- A shift in the bond market is giving investors and Federal Reserve officials pause about the economic outlook.
- The concern stems from earlier periods when long-term interest rates slip toward or even below their short-term counterparts, often signaling recessions.
- Philadelphia Fed President Patrick Harker says the central bank must avoid inverting the yield curve, or allowing 10-year Treasury yields to slip beneath two-year rates.
The Federal Reserve’s plan to keep raising interest rates could soon run into a wall of its own making: low long-term borrowing costs that signal expectations for weak economic growth and anemic investment returns for the foreseeable future.
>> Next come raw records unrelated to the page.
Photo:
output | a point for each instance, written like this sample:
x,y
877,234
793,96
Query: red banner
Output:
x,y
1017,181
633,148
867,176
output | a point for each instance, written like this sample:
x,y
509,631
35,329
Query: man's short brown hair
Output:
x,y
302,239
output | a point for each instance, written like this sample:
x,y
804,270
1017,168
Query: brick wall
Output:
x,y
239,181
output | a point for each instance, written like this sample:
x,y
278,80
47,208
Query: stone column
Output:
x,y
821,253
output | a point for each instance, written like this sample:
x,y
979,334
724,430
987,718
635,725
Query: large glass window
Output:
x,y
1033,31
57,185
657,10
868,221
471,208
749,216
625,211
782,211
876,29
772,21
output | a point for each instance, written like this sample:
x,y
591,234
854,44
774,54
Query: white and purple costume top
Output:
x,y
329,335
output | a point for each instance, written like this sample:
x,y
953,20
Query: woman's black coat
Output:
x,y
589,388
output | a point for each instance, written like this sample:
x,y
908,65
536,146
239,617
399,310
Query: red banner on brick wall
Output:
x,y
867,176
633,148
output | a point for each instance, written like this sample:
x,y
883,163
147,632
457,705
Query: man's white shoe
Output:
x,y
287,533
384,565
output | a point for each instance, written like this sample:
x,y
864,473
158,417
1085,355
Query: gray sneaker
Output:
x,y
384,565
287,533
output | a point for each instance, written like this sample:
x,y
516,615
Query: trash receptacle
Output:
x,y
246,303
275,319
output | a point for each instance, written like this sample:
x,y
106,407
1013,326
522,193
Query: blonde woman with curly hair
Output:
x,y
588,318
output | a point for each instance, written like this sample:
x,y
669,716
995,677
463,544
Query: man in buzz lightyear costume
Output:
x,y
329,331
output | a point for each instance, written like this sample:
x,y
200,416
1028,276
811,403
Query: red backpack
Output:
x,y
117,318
Why is the Fed to blame? It isn’t the only culprit, but the subdued economic recovery from the Great Recession and continued expectations for weakness stem in part from an insufficient, halting policy reaction to the deepest downturn in generations — both from monetary and, importantly, fiscal policy.
In the past, including before the Great Recession, an inverted yield curve — where long-term interest rates fall below their short-term counterparts — has been a reliable predictor of recessions. The bond market is not there yet, but a sharp recent flattening of the yield curve has many in the markets watchful and concerned.
The US yield curve is now at its flattest in about 10 years — in other words, since around the time a major credit crunch of was gaining steam. The gap between two-year-note yields and their 10-year counterparts has shrunk to just 0.63 percentage points, the narrowest since November 2007.
Andy Kiersz/Business Insider
In fact, Shyam Rajan, Carol Zhang, and Olivia Lima, rate strategists at Bank of America Merrill Lynch, think low long-term bond yields could prevent the central bank from hiking interest rates further, as it plans to do.
“We believe a pre-condition for the Fed to continue its hiking cycle in 2018 should be higher intermediate and long-term rates,” they wrote in a research note to clients. “Without the latter, we would have doubts on the former.”
After leaving the official federal funds rate at effectively zero for seven years, the Fed has raised it four times since December 2015, to a range of 1% to 1.25%. It has also begun shrinking a $4.5 trillion balance sheet, largely accumulated as part of extraordinary measures taken during and after the financial crisis.
Philadelphia Fed President Patrick Harker appeared to corroborate the Bank of America analysts’ assumption in an interview with Bloomberg TV earlier this week: He said he was “concerned” about the flattening of the yield curve.
“That’s why the pace of removal of accommodation has to be gradual,” he said. “My goal is to remove accommodation in a way that we do not run the risk of inverting the yield curve.”